While modestly impressive Republican gains Tuesday pose a threat to President Carter in 1980, they also guarantee two years of intensified Republican civil war leading to the presidential nomination.
The party's conquest of four major governor's chairs (most spectacularly is Texas) undermines the presumption of Ronald Reagan as the party's nominee. Beyond personalities, it sets up this debate: Does the Republican path out of the wilderness lie in the tax revolt or in stressing a new, well-scrubbed image?

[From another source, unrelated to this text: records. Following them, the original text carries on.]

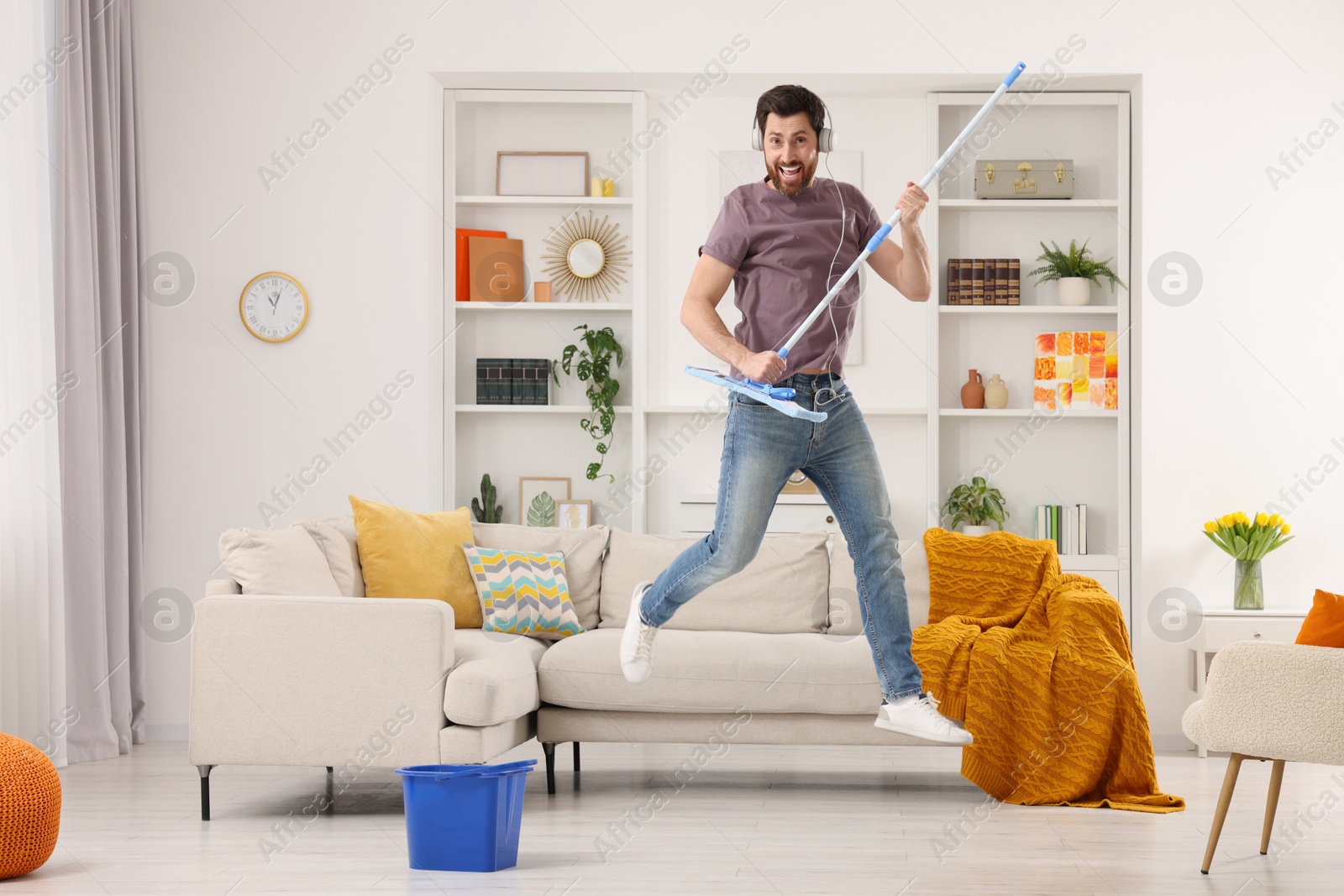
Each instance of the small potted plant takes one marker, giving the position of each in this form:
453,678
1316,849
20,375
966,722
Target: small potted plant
1247,542
1075,270
974,506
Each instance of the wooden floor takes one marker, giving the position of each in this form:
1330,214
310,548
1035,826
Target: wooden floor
756,820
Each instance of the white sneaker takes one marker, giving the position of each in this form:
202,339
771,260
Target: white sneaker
918,716
638,641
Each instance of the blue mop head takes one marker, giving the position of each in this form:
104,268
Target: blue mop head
750,391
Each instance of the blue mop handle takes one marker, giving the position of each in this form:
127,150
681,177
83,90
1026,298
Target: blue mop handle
895,219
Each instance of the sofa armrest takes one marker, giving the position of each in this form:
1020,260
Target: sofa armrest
318,681
1273,700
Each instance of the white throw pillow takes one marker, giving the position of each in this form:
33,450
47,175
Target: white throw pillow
340,551
281,562
781,591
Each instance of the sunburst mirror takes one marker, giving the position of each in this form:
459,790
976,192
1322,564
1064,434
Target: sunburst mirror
586,258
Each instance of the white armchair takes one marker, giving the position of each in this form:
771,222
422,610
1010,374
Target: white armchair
1269,701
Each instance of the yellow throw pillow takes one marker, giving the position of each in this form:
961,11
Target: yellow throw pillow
417,555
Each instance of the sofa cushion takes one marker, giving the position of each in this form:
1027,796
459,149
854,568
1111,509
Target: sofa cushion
783,590
417,555
846,614
523,593
582,550
280,562
716,672
342,553
494,678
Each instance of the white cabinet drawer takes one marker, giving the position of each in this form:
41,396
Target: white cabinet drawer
1221,631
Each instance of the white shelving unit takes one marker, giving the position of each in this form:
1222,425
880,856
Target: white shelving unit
1081,456
539,441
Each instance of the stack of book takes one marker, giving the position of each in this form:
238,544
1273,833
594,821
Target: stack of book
984,281
1065,526
512,380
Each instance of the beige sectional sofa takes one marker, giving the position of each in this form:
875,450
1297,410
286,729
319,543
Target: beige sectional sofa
773,654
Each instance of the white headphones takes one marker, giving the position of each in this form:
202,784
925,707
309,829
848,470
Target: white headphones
826,140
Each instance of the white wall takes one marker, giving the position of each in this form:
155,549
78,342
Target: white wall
1238,387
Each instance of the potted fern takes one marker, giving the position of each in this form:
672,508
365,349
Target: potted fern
1075,270
974,506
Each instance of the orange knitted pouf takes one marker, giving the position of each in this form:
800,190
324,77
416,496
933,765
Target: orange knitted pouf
30,808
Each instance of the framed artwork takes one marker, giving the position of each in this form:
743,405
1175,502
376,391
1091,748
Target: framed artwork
537,497
541,174
575,515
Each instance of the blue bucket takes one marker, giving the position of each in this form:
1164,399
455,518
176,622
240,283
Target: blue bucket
464,817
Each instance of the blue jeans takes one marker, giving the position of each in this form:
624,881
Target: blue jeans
761,448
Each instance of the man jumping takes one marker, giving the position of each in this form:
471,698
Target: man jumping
780,241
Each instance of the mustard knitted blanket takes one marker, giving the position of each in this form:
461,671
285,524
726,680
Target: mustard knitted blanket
1038,667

Ammunition for both sides is being drawn from this year's Republican victories by leading proponents of the two tactical schools: Rep Jack Kemp of New York and the Washington-based campaign consulting firm of Bailey and Deardourff.
In a possible preview of 1980, Kemp clashed with John Deardourff in Perry Duryea's losing race against Gove. Hugh Carey of New York. The author of the Kemp-Roth tax-reduction bill believes Duryea failed because Deardourff stressed image while campaign mastermind David Garth stressed issues for Carey.

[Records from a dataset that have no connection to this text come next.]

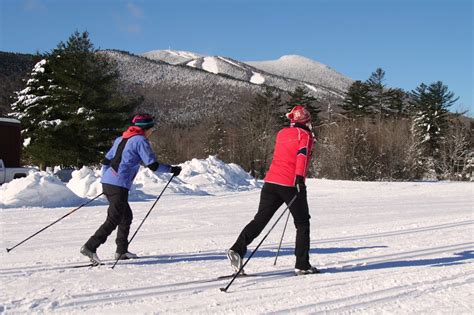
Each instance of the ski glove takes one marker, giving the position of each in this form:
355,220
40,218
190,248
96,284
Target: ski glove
300,186
176,170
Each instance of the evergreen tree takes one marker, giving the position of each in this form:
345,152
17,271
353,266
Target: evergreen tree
430,120
397,102
300,96
77,107
358,100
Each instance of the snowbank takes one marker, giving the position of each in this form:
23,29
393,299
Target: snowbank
38,189
199,177
213,175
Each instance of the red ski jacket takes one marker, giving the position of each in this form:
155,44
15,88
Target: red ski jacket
291,157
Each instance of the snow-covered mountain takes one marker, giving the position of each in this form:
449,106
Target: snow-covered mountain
304,69
242,71
188,87
171,56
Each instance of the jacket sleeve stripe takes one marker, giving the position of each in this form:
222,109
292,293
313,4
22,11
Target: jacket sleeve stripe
303,151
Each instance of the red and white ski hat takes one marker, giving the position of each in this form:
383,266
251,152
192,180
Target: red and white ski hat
144,121
299,114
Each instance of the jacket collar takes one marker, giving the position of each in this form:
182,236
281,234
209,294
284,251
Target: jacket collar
302,126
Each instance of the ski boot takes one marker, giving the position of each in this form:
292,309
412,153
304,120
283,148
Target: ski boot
95,260
125,256
309,271
235,261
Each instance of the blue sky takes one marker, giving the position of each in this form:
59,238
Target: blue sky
414,41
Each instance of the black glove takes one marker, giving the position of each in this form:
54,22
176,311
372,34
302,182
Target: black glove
175,170
300,186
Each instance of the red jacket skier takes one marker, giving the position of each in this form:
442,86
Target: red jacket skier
284,180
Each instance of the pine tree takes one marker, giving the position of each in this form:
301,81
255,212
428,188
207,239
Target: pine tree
216,138
430,121
300,96
358,101
81,109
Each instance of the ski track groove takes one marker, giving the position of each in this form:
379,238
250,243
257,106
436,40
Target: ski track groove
29,269
370,299
120,295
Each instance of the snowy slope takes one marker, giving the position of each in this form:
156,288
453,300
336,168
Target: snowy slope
304,69
171,56
243,71
399,248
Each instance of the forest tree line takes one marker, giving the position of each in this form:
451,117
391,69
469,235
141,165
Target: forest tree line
71,109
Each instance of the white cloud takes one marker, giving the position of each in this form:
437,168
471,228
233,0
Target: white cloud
34,5
135,10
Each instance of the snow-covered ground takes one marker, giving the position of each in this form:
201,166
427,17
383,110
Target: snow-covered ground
402,248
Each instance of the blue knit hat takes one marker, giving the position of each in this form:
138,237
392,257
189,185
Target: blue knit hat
144,121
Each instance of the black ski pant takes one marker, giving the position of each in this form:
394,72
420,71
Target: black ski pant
271,198
119,214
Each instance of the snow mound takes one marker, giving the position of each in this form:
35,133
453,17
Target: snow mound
85,182
38,189
199,177
213,175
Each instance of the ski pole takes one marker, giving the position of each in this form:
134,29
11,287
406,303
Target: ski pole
146,216
67,214
256,248
281,240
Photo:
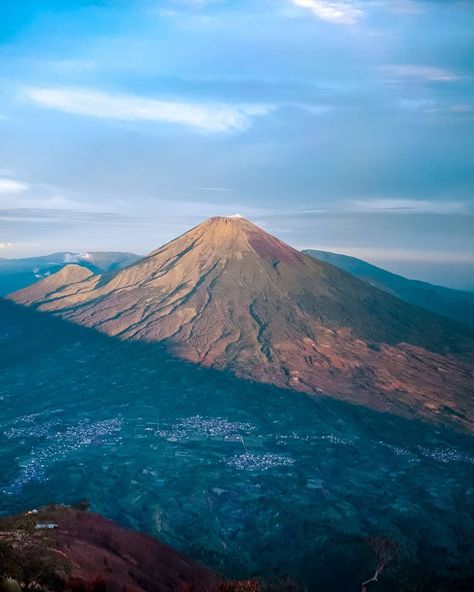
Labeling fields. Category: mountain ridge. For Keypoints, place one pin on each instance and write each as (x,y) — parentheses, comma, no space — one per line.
(457,305)
(227,294)
(19,273)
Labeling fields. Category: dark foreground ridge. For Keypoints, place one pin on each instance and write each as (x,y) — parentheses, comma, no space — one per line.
(228,295)
(59,548)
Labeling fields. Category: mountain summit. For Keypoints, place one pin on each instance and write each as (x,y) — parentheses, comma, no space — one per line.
(229,295)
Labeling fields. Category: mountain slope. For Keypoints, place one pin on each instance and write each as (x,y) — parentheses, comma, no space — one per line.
(453,304)
(84,551)
(227,294)
(16,274)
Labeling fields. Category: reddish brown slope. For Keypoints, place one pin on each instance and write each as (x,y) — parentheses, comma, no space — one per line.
(86,552)
(229,295)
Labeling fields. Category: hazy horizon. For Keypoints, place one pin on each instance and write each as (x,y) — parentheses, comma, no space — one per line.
(340,126)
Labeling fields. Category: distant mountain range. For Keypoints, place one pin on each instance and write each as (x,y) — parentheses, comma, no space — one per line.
(453,304)
(228,295)
(16,274)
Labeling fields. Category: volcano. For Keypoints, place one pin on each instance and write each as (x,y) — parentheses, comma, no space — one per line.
(228,295)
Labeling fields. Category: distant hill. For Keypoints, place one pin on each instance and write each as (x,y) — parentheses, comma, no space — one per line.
(453,304)
(16,274)
(226,294)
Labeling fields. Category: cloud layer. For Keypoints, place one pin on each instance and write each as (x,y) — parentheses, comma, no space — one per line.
(215,117)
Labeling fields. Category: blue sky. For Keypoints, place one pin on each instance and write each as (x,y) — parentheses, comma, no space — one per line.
(340,125)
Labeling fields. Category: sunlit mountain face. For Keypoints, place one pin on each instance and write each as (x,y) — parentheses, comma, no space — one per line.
(236,296)
(228,295)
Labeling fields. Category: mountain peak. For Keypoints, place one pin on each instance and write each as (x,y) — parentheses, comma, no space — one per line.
(229,295)
(230,237)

The Bailey-Deardourff firm cannot be blamed for Duryea's maladroit performance, particularly his refusal to heed their pleas to publish his tax returns. Bailey-Deardourff, making no secret of their contempt for Kemp-Roth tax reduction as a campaign device, were involved in highly successful media-oriented campaigns in Pennsylvania, Michigan, Ohio, Illinois and Tennessee.

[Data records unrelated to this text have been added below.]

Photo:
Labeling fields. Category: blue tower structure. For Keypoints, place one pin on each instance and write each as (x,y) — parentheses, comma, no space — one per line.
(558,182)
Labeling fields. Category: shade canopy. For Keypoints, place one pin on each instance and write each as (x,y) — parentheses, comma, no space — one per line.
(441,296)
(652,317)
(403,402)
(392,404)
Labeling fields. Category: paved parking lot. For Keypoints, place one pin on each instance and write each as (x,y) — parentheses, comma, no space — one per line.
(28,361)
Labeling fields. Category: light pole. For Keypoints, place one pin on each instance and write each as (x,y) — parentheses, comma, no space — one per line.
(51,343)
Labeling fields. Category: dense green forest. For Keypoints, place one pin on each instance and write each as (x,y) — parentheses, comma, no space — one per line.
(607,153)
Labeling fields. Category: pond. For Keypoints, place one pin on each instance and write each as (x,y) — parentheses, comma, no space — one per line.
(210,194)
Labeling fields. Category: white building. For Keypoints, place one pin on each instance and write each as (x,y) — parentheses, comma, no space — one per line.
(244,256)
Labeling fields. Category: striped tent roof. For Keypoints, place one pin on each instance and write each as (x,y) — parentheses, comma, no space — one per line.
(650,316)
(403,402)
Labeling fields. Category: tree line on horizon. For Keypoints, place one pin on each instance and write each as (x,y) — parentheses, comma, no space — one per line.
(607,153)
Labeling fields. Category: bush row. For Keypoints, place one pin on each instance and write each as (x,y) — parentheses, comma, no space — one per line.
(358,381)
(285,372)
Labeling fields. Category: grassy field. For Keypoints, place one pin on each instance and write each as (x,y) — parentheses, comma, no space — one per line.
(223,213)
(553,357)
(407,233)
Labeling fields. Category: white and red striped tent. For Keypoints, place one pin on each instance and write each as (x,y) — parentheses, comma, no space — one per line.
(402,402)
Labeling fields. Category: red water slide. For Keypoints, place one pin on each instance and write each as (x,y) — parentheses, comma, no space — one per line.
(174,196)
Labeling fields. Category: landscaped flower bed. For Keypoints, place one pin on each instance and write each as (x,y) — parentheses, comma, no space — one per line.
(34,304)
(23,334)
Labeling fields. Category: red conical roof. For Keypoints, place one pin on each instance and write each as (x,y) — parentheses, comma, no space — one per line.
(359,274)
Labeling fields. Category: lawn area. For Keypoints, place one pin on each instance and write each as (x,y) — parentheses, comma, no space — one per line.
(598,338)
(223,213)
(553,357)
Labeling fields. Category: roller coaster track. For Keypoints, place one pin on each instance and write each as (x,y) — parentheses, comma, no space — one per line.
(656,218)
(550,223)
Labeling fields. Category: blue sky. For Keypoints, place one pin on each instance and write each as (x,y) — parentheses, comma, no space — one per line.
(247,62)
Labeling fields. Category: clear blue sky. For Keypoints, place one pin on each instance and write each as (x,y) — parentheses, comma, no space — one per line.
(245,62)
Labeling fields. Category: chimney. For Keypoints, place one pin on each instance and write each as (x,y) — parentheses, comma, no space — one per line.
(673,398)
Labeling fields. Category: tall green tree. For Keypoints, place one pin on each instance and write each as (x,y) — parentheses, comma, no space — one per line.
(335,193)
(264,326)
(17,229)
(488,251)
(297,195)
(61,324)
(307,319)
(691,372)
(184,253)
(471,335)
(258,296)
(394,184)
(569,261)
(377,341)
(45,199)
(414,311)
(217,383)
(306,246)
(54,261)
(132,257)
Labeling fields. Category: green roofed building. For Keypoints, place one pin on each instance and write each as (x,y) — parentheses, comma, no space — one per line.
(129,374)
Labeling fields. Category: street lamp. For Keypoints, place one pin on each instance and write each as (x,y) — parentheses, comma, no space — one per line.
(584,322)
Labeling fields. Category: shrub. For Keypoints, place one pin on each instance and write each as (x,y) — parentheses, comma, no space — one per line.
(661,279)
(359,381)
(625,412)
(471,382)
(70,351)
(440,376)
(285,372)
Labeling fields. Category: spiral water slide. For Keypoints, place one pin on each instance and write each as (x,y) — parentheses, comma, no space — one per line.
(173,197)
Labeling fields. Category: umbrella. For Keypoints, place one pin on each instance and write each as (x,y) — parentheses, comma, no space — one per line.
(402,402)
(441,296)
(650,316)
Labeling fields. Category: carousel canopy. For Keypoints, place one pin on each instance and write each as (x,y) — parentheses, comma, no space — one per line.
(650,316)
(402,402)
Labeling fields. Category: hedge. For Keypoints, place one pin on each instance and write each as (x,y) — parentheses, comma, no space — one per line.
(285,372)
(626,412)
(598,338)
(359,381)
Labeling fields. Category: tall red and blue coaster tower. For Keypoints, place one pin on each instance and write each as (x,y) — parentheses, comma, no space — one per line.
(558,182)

Their formula was at its best in Pennsylvania where a brilliantly crafted media campaign brought former U.S. Assistant Attorney General Richard Thornburgh from oblivion to snatch the governorship form ex-Pittsburgh Mayor Peter Flaherty. The formula Stress Thornburgh's qualities, undermine Flaherty's credibility and play down iddeology and issues.
Thornburgh is the newest and one of the most impressive of a group of moderate Republican governors in a central and politically centrist belt running from Pennsylvania to Iowa, whose success last Tuesday endangers the inevitability of Reagan. There has been private discussion of those governors pooling their power to pick a 1980 candidate - a process complicated by the presidential ambitions of Illinois' James Thompson and possibly Iowa's Robert Ray.
But also joining the Republican governors is a different breed: multi-millionaire Dallas industrailist William Clements, who surprised even his own advisers by being elected governor of Texas. Clements, tough-talking and tough-looking, is the antithesis of the image candidate. His lavish media campaign stressed pro-taxcut, anti-government, anti-liberal ideology.
Envisioning Bill Clements at a Republican governors' conference delights his friends. "Imagine hime with those nice candy-coated fellows like Ray and Milliken [Gov. William Milliken of Michigan]," one insider told us. "Clements will roll'em over."
But not in Reagan's behalf. Clements a Ford man in 1976, felt Reagan was not helpful in the early stages of his race for governor. He still burns over the intervention by the Reaganite Citizens for the Republic in a Republican congressional primary in Texas against Clements' advice. Texas state Republican chairman Ray Barnhart, a faithful and ardent Reaganite, now is eclipsed by a Republican governor who obviously would prefer George Bush over Reagan for president.
Ironically for Reagan, Tuesday's ideological tone was slightly rightward, with the mass slaughter of all incumbent liberal Democratic senators (especially Sen. Dick Clark of Iowa) who were supported by the National Committee for an Effective Congress. What's more, the president's own advisers concede that victories of the three Republican senators - Jesse Helms, Strom Thurmond and John Tower - stigmatized as "radical rightists" confirms the futility of unadorned anti-conservative assaults.
Furthermore, Kemp insists on the validity of Kemp-Roth, which is derogated by both the White House and Bailey-Deardourff. Rep. Bill Armstrong's Senate triumph in Colorado and Newton Gingrich's for the House from Georgia were squarely based on unswerving advocacy of massive tax cuts.
Kemp must soon decide whether this merits his own presidential bid, long urged by close advisers. But whether he, Reagan or anybody else opposes Carter with a national tax-reduction cursade, Tuesday's results ensure an internal Republican struggle for 1980 that seemed most improbable a few days ago.